In the last years, there has been a rise in the usage of aromatic medicinal plants and their essential oils in technical research and industrial applications including nutritious therapeutic, and cosmetic uses (Kebede and Hayelom, 2008, Kejlová et al., 2010, Nisa et al., 2011, Ekor, 2013, Ramadan, 2015, Emmanuel et al., 2016). The therapeutic properties of certain medicinal plants generally related to their content of secondary metabolites, such as polyphenols, terpenes, phytosteroids, and alkaloids, which produced in considerable amounts and variable proportions (Emam et al., 2009). The essential oils of the plants are the principle of their fragrance. They are called also ethereal oils, or volatile oils because they vaporize rapidly when exposed to the air at ordinary temperatures. In general, the essential oils consist of many mixtures including different sorts of molecules. These chemical constituents divided into two broad classes: terpenes and phenylpropanoids. Nevertheless, most essential oils consist mainly of monoterpenes, which are the main chemical constituents of the essential oils of these plants that found as mixtures of odoriferous components and can be obtained by steam distillation or solvent extraction from a large variety of aromatic plants. They are found in edible as well as in medicinal plants with a therapeutic properties (Dudai et al., 2005, Sousa et al., 2006, Quintans-Júnior et al., 2008, Nerio et al., 2010, Reinaldo et al., 2011).
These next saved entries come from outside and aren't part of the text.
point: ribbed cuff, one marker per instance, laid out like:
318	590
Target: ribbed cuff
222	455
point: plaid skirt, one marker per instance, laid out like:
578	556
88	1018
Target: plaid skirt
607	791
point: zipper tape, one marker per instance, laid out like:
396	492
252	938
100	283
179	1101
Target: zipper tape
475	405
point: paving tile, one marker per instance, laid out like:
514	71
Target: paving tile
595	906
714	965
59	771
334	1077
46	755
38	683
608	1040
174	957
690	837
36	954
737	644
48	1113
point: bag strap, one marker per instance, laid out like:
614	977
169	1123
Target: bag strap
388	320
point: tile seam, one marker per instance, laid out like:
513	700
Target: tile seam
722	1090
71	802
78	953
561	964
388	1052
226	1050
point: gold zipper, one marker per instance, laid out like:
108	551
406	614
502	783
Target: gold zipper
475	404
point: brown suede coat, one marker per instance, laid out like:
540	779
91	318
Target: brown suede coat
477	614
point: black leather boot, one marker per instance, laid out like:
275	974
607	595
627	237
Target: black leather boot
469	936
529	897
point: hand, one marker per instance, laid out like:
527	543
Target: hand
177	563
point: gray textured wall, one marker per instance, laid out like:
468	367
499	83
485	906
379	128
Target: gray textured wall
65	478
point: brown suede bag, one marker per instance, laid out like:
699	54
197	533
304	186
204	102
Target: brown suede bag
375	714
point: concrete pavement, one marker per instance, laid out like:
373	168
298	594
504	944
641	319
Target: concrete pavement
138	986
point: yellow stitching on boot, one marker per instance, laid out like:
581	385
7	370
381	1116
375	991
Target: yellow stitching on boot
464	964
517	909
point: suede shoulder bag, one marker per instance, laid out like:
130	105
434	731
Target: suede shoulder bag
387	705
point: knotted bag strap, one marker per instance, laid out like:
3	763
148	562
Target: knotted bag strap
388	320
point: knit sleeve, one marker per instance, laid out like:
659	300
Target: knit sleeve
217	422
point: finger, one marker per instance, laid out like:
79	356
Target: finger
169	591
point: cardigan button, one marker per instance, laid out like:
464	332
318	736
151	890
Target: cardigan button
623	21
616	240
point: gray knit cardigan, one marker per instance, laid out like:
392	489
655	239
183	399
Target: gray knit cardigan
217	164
On the other hand, the chemistry of singlet molecular oxygen (1O2), (which prepared through photooxidation reaction) has amazing consideration by chemists because of its environmental and biomedical importance beside its interesting mechanistic and synthetic aspects (Stratakis and Orfanopoulos, 2000, Khayyat, 2011) Moreover, unsaturated terpenes are adept of trapping activated oxygen species in vivo to give intermediate epoxides which can alkylate DNAs, proteins, and other biological species (Richter et al., 2003, Elgendy and Khayyat, 2008, Khayyat and Saddiq, 2015). Geranyl acetate (1) is a monoterpene extant in the volatile oils of many plant species, such as Cypress, Origanum, and Eucalyptus oils (Aligiannis et al., 2001, Delaquis et al., 2002) (see Fig. 1).

Fig. 1

Structure of geranyl acetate.

Taking into account significant therapeutic value of mono-terpene especially geranyl acetate and the important applications of its epoxides and hydroperoxide derivatives, in this study, we investigated some oxidation reaction of geranyl acetate and the biological activities of its products

Materials and methods

Chemistry

1H-NMR spectra were obtained in CDCl3 solution with a Brucker AVANCE D.P.X. 600 MHz apparatus. A sodium lamp (Phillips G/5812 SON) was used for photo-irradiation reactions. Thin layer chromatography (TLC) and preparative layer chromatography (PLC): Polygram SIL G/W 254, Mecherey-Nagel.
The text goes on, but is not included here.